Em Niterói, são promovidos eventos que enfatizam a cadeia regenerativa de vestuários, como o Encontrão de Brechós. Realizado desde 2018 na cidade, trata-se de uma feira que acontece preferencialmente em espaços públicos, e reúne cerca de 20 a 30 barracas dedicadas à moda circular. Bianca Riani, organizadora do encontro, aponta que os  principais objetivos são promover a moda sustentável, valorizar os pequenos empreendedores e mostrar a possibilidade de se vestir bem sem depender das “fast fashions”. 

Banner exposto na Praça Getúlio Vargas. Foto: Juliana N. De Farias. 

A estudante de jornalismo e consumidora de brechós, Daniela Andrade, diz que o que há de mais atrativo em brechós é o prazer da descoberta, pois gosta do  entusiasmo criado no ato de procurar em araras, caixas e pilhas de roupas, garimpar e descobrir peças com potencial. Além de ver  a moda renovável como uma alternativa à imposição de tendências, Daniela destaca trocas realizadas com brecholeiras, pois pode levar alguns itens que não usa mais e receber outros em troca.

A criação de oportunidades 

Através de seus baixos valores, os brechós também são formas de promover a introdução da população de baixa renda no mercado da moda. Onde peças que outrora tinham um valor elevado, tem seu custo reduzido cabendo no orçamento daqueles que não são tão abastados financeiramente. 

Haron Henrique, CEO do Brechó Oportunidades, observa diretamente o impacto que os preços baixos de peças de vestuário têm nas classes mais vulneráveis economicamente. O brecholeiro relembra que, há cerca de 10 anos, ao frequentar brechós e conseguir acesso a roupas vintage e importadas de forma mais acessível, passou a considerá-los como uma “oportunidade” — motivo pelo qual seu estabelecimento recebeu esse nome. Então, decidiu fundar seu próprio brechó, com o objetivo de fomentar a inclusão de pessoas em situação de fragilidade financeira na moda

Sapatos à venda no Encontrão de Brechós. Foto: Juliana N. Farias.

Promovendo a solidariedade 

Há também organizações beneficentes que usam como financiamento à moda. Como o trabalho realizado por determinadas ONGs, projetos sociais e até mesmo instituições religiosas, que através de doações, recebem e vendem roupas, a fim de direcionar o lucro a movimentos sociais.

Um exemplo é a Remar, uma das maiores organizações humanitárias do mundo, que atua nos 5 continentes e em 80 países, com mais de 20 projetos sociais em andamento. Sua ênfase é no combate à fome, mas também são referência no acolhimento de pessoas em situação de rua e vulnerabilidade social. Uma das formas de financiamento da organização é o uso de brechós, onde arrecadam verbas para realizar as ações sociais. As mercadorias chegam através de doações voluntárias e parceiros solidários, além dos membros da organização trabalharem de forma totalmente voluntária. 

As doações são destinadas a três fins: suprir as necessidades das casas de acolhimento Remar, atender famílias cadastradas com itens específicos e abastecer os brechós para suprir despesas operacionais.
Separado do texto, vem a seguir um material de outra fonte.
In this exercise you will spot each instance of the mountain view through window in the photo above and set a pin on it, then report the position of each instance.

Eles desenvolvem ações de entrega de alimentos, roupas, brinquedos, móveis, remédios, entre outras coisas essenciais às comunidades carentes onde os projetos sociais atuam.  

Em Niterói, a sede fica na Alameda São Boaventura, 871 – Fonseca, e podem recebem doações tanto diretamente no local, quanto pelo número de telefone (21) 99370-2728.

Outro exemplo de brechó beneficente é a parceria entre o Brechó Solar e a Tenda Tia Maria, que expôs no Encontrão de Brechós. A advogada Stephanie Collares, dona do Brechó Solar, tem como objetivo promover a moda circular e sustentável, além de obter lucro próprio. Mas, ao unir forças com a Tenda Tia Maria — centro religioso de umbanda —, pretende ampliar o impacto social, em busca de contribuir  financeiramente com a instituição religiosa e sua gestão interna, e reunir verbas para ajudar com cestas básicas às famílias em estado de vulnerabilidade social. As mercadorias são obtidas através de frequentadores da Tenda, fornecedores e, também, de itens que Stephanie e sua sócia não utilizam mais.